Multilingual audio is untested. The projector was trained on English (LibriSpeech), but the underlying Whisper encoder and Mistral tokenizer both support multilingual content. In theory, if the projector's learned 4x frame packing mapping is accurate, multilingual audio could work, but this has not been validated.

Serving with vLLM

This model requires a custom vLLM plugin that registers the MinivoxtralForConditionalGeneration architecture. The plugin handles:

• Loading mixed checkpoint prefixes (vision/audio/text) into vLLM modules
• Whisper q/k/v mapping and audio MLP projection to text hidden space
• Expanding multimodal prompt placeholders into correct token spans
• Image and audio multimodal preprocessing for OpenAI-compatible API
• Reasoning tag parsing ([THINK]...[/THINK]) for HF tokenizer mode

Special Token IDs

Token	ID	Purpose
BOS	1	Beginning of sequence
EOS	2	End of sequence
PAD	11	Padding
IMAGE	10	Image placeholder
AUDIO	24	Audio placeholder
BEGIN_AUDIO	25	Audio sequence start marker

How This Was Built

Why Not Just Graft the 24B Projector?

The Voxtral-Small-24B projector is dimensionally compatible with the 14B model (both use 5120 hidden_size), but produces incoherent outputs when grafted directly. Despite matching dimensions, the 24B projector was trained to map audio to the 24B's internal representation manifold, not the 14B's. Multiple calibration strategies were tested (embed_tokens scale, post-RMSNorm scale, uncalibrated) and all failed to produce correct outputs. This led to training a new projector from scratch.

The 24B Weights Were Still Useful

Initializing the projector from Voxtral-24B weights gave a lower initial training loss (4.89 vs 9.45 with Xavier initialization). While the 24B mapping targets the wrong model's space, it encodes a general audio-to-5120-dim mapping that provides a useful starting point.

Weights & Quantization

This release provides W4A16 GPTQ 4-bit quantized weights only. The LM backbone is quantized with GPTQ (group_size=64, symmetric, 4-bit) while vision and audio components remain in bf16. Total model size is ≈10.7 GB.

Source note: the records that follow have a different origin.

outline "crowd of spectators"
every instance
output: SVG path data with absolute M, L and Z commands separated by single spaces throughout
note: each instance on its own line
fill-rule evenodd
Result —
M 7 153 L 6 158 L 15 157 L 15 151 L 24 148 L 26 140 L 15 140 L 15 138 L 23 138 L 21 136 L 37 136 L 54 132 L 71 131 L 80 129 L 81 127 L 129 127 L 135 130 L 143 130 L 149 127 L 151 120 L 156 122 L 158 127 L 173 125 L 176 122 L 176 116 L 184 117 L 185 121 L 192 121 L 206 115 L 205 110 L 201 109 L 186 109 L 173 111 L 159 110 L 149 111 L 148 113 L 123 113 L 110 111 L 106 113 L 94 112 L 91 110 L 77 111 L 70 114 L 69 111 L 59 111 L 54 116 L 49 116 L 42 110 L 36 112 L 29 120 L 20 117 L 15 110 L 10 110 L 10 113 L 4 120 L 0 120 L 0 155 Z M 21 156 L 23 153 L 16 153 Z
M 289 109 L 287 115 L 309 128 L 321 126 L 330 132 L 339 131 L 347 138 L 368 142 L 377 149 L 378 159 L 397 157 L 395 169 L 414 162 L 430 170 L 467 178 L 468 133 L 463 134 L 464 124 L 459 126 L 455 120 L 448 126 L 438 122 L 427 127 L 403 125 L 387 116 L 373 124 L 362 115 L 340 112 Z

The quantized model uses a flat weight namespace (model.layers.*) for the LM backbone, combined with the standard namespace for vision/audio components (vision_tower.*, audio_tower.*, etc.). The custom vLLM plugin handles this mixed namespace automatically.

The full bf16 weights (≈27 GB) may be released separately in the future.

Citation

If you use this model or find the tri-modal fusion approach useful, please cite this repository:

@misc{minivoxtral2026,
  title={Minivoxtral-3-14B-Reasoning-2512_ASR: Tri-modal fusion of Ministral-3-14B with Whisper audio encoder},
  author={hascrack},
  year={2025},
  url={https://huggingface.co/hascrack/Minivoxtral-3-14B-Reasoning-2512_ASR}
}

Acknowledgments

This model builds on the work of Mistral AI (Ministral-3-14B-Reasoning, Voxtral-Mini-3B, Voxtral-Small-24B) and OpenAI (Whisper architecture).